O’Meara is a partner with the law firm of O’Meara Leer Wagner & Kohl and CEO of O & D Group. He is also the former chair of the Minnesota Governor’s Council on Developmental Disabilities and a member of the U.S. Civil Rights Commission state advisory committee.

Gibbs is a principal with DLR Group, an international design group. He creates design solutions that holistically transform and elevate outcomes and life experiences throughout the country.

They are hoping to find development partners in communities in states including Minnesota, Indiana California and Arizona. Various construction and operational options are on the table, as they continue talks with local and national developers.

“There are few integrated housing and employment options available for people with developmental disabilities,” said O’Meara. “We work with local partners and community leaders to help create life opportunities that support the personal choices of people with developmental disabilities, providing convenient access to housing, employment, recreation and community engagement based on their personal dreams and aspirations.”

The two are combining many years of design and construction expertise to promote an innovative approach to living, working and recreating together within local communities. Their project design features quality residences with meaningful employment opportunities through supported business connections and person-centered educational programs that provide life skills and experience to facilitate independent living. The design includes health, wellness and recreation components along with other amenities, and a flexible scale depending on identified needs and resources.

Current plans involve a $100 million project with 400 residences combined with local employment, recreation, health, wellness and education services.

“Working and living together within the community is vital to everyone. DLR Group is proud to work with Shamus to help lead an important design effort that recognizes and values citizens with developmental disabilities and help create integrated opportunities to improve their life experiences within their local communities,” said Gibbs.

O’Meara is the parent of a young adult with autism. The idea for the new venture came during discussions with friends and family in his St. Paul back yard. His family home isn’t far from the former Ford Motor Company plant site in the Highland Park neighborhood, which is being redeveloped. That pending redevelopment has sparked many discussions about the site’s future uses. It also led to thinking beyond their neighborhood.

The O’Meara family is also thinking about the future. “As the parent of a child with a disability, you often think about your family situation and you wonder about the long-term future for your loved one,” he said.

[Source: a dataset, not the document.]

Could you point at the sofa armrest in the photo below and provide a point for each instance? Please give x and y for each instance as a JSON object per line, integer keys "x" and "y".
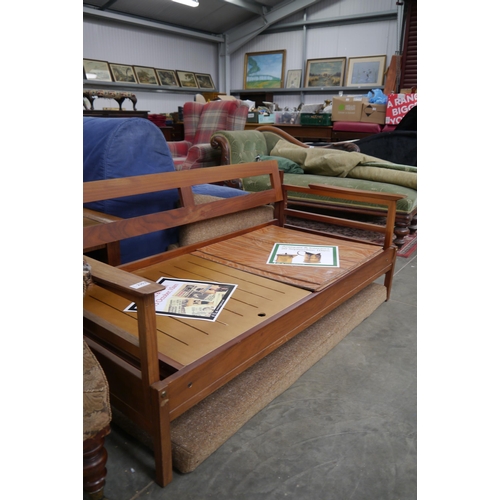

That led to thinking about future integrated housing and lifestyle options, where education, employment, health and wellness, and recreation opportunities could be part of everyday living.

Families everywhere deal with the challenges as their children with disabilities age into adulthood and want to be more independent. “Numerous families I know are dealing with this issue,” O’Meara said.

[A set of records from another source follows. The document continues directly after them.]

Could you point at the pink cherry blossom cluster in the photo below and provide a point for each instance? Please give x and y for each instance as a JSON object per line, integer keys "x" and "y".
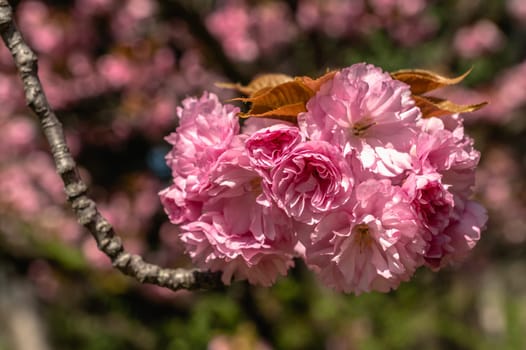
{"x": 362, "y": 188}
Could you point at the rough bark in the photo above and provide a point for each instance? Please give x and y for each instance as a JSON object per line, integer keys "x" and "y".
{"x": 76, "y": 190}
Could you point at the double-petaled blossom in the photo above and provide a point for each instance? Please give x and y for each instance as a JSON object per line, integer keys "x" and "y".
{"x": 362, "y": 188}
{"x": 373, "y": 245}
{"x": 206, "y": 130}
{"x": 366, "y": 112}
{"x": 311, "y": 180}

O’Meara and Gibbs are moving forward with their ideas, saying their concept is easily replicated and could be used in many communities. “It could be pretty dynamic,” said Gibbs.

They’ve discussed their concept with many people, including families with a disabled family member and advisory groups. They continue to have those discussions. Gibbs likes the idea because it also would break down societal silos and allow people with disabilities to be more fully integrated into their home communities. Such communities could include elders and people who aren’t disabled.

“We’ve researched ideas locally and around the world,” Gibbs said. “This could have quite a positive impact.”

One focus of the development would be to not reinvent the wheel, and instead look at working with existing community partners such as recreation centers, fitness clubs, employers and health and wellness businesses. O’Meara said the intent is to build partnerships with other entities to that residents of the proposed developments could have full life experiences.

“The partnership piece is obviously incredibly important,” said Gibbs. Gibbs and O’Meara hope to launch a website soon.